Love on a Monday Evening
by and published in Edition Two of Pomegranate
after Neruda
Today I felt fear and it was the grandest thing –
like the crown of my head would lift off.
Not a leaf could have flipped on its back in the wind
that I wouldn’t have noticed.
An Arab sat opposite me on the train.
I had taken the first carriage,
the one we had imbued with likely death
in a way we can only substantiate for each other.

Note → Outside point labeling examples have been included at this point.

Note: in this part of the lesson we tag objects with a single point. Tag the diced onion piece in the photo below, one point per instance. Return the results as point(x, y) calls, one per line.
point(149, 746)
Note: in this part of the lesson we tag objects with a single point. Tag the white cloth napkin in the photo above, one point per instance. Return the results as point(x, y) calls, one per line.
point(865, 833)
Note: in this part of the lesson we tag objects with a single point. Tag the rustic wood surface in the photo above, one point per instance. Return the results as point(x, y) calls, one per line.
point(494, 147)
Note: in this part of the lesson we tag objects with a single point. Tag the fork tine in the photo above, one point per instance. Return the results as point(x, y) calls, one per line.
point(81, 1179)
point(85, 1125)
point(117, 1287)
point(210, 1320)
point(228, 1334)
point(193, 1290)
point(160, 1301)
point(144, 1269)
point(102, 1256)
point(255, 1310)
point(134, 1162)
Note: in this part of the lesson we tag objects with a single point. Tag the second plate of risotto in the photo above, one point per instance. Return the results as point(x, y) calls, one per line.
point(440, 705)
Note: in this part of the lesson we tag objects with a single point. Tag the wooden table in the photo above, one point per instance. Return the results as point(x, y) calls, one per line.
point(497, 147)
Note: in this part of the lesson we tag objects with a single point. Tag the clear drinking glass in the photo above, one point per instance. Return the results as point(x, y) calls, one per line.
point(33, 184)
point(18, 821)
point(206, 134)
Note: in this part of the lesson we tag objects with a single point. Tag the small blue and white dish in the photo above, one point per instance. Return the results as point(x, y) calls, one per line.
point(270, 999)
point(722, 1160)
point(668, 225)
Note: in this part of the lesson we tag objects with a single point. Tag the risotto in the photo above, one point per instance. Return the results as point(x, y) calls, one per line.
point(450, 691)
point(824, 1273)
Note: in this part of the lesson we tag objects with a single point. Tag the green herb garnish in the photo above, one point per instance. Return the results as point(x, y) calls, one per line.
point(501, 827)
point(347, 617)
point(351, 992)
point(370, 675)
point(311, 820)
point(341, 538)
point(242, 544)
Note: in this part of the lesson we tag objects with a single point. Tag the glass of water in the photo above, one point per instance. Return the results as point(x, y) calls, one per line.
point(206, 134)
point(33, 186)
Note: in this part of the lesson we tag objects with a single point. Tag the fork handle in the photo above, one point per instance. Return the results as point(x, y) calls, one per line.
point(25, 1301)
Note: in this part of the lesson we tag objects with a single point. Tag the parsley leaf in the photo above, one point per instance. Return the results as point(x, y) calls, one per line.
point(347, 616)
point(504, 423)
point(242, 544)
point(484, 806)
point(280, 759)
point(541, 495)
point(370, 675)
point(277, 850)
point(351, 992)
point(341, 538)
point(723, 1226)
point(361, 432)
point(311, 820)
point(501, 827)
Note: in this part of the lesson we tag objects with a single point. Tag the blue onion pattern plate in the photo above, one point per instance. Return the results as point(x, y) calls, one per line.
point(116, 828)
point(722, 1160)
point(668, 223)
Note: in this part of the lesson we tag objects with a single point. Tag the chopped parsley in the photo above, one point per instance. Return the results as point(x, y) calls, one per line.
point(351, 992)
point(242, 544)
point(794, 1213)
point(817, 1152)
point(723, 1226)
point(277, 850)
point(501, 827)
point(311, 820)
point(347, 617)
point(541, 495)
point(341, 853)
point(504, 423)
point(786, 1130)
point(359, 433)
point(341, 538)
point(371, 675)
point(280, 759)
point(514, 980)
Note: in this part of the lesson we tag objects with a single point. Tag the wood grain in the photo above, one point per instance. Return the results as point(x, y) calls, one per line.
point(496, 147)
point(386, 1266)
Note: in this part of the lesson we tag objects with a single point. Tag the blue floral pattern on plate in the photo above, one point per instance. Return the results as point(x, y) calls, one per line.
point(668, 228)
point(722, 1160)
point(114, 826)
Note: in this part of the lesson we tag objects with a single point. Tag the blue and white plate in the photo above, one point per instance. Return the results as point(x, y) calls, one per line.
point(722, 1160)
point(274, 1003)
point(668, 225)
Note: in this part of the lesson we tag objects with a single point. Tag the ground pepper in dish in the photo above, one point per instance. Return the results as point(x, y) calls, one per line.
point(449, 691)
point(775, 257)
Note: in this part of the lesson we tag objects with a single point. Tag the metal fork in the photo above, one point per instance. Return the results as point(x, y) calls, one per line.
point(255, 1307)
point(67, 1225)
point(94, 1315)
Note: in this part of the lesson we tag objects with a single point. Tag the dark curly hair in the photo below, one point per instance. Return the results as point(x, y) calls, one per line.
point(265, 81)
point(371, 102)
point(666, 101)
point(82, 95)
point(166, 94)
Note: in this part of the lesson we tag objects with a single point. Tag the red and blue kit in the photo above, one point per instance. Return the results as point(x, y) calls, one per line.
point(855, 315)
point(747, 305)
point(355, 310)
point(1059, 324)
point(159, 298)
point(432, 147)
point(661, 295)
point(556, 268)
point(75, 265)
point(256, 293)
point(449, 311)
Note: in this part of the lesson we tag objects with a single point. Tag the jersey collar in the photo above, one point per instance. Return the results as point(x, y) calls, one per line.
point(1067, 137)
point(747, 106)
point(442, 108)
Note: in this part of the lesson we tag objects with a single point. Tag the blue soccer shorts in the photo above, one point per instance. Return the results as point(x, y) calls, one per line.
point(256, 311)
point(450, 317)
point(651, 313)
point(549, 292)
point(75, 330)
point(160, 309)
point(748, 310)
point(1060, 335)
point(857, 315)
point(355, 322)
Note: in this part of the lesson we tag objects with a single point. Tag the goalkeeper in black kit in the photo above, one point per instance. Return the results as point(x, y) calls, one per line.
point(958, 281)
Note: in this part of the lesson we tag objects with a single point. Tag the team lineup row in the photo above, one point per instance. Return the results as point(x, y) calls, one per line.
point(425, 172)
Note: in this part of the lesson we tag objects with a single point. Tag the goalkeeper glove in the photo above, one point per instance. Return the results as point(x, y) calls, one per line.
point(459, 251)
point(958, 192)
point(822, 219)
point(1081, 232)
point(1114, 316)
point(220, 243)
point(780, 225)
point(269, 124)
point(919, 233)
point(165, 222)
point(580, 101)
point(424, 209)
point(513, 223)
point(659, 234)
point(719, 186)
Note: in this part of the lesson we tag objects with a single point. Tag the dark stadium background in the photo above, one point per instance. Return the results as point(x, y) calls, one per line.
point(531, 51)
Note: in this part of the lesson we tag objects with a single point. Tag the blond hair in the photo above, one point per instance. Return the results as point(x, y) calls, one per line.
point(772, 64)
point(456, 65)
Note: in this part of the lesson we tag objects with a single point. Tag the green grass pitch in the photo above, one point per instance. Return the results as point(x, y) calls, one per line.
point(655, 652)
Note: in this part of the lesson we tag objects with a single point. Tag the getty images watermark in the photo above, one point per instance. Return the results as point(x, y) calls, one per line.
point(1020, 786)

My fingers filled with static and my blood turned
to white noise. I could describe him for you,
a quick photo-fit sketch, but mostly it was his stubble
and the wart on his left cheek,
like in news reports. I have a spot in the same place
on my right cheek. You’ve never called me
a terrorist when I’ve not shaved for that long. Mostly
I have been supporting myself on wire link fences
looking at each partition of waste land,
square by square, until the police move me on.
George Ttoouli
George Ttoouli is 28 years old. He works in London as the Education Projects Co-ordinator at the Poetry Society and in Coventry as an Honorary Teaching Fellow for the Warwick Writing Programme. As a freelancer he edits British Pensioner and co-edits Gists and Piths and The Oubliette. He received a Jerwood-Arvon Young Writing Apprenticeship in 2004 and was commended for creative non-fiction in 2007 by New Writing Ventures. He is fairly convinced that he shouldn’t be writing poetry, but he just can’t stop.